Ces distinctions saluent des engagements forts :
- la contribution de la Gambie à la stabilité régionale et son soutien constant à la marocanité du Sahara ;
- le leadership du Liberia dans sa reconstruction socio-économique et sa coopération stratégique avec le Maroc ;
- le rôle de la Somalie dans la consolidation de la paix régionale et son appui au Maroc dans les enceintes internationales, notamment à travers son vote en faveur de la résolution 2797.
L’Institut Amadeus rappelle ainsi que le Forum MEDays n’est pas seulement un espace de débat mais aussi un levier d’influence qui valorise les parcours, les engagements et les coopérations jugées exemplaires.
Le MEDays Investment Summit pour une nouvelle dynamique d’investissement en Afrique
Parmi les temps forts de cette édition, le MEDays Investment Summit (MIS) occupe une place centrale. Dédié à la promotion des investissements structurants sur le continent, il vise à attirer des partenaires publics et privés autour des projets à fort impact, en particulier dans les infrastructures, l’énergie, la connectivité, le numérique et l’agro-industrie.

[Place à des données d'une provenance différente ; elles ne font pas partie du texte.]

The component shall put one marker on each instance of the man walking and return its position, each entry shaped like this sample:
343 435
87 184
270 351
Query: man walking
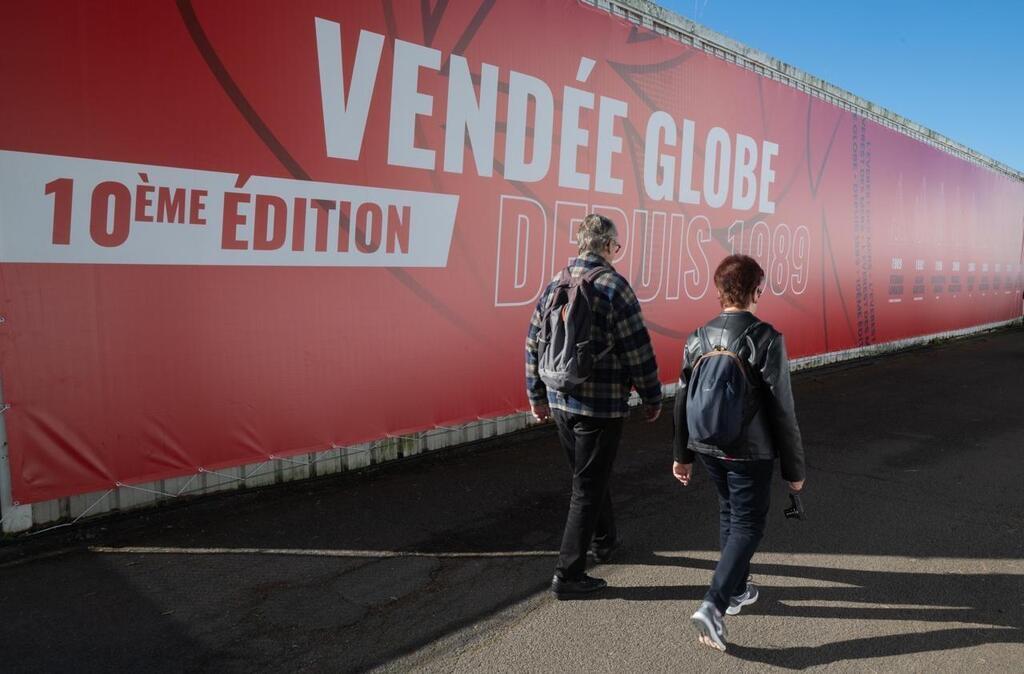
741 470
590 415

Le MIS reflète une philosophie clé du Forum : l’Afrique ne doit plus être un espace d’assistance, mais un territoire d’opportunités, où les investissements doivent se traduire par une valeur ajoutée durable, inclusive et créatrice d’emplois.
À travers cette dynamique, Tanger s’affirme comme une place géoéconomique majeure, à l’image du Maroc qui multiplie les initiatives visant à renforcer son rôle de passerelle entre l’Afrique, l’Europe et l’Atlantique.
Un espace de réflexion et de dialogue pour un monde en recomposition
Au fil des interventions, une vérité s’est réimposée : les fractures et les polarités du monde actuel exigent de nouveaux outils de gouvernance, de nouvelles alliances et surtout une approche où les pays du Sud deviennent forces de proposition.
Les MEDays veulent incarner cette ambition comme laboratoire d’idées et espace d’action pour les économies émergentes, les diplomaties actives et les États en quête de souveraineté stratégique. La diversité des thématiques abordées — sécurité, énergie, intelligence artificielle, infrastructures, climat, gouvernance — reflète la multiplicité des défis qui redessinent l’ordre mondial.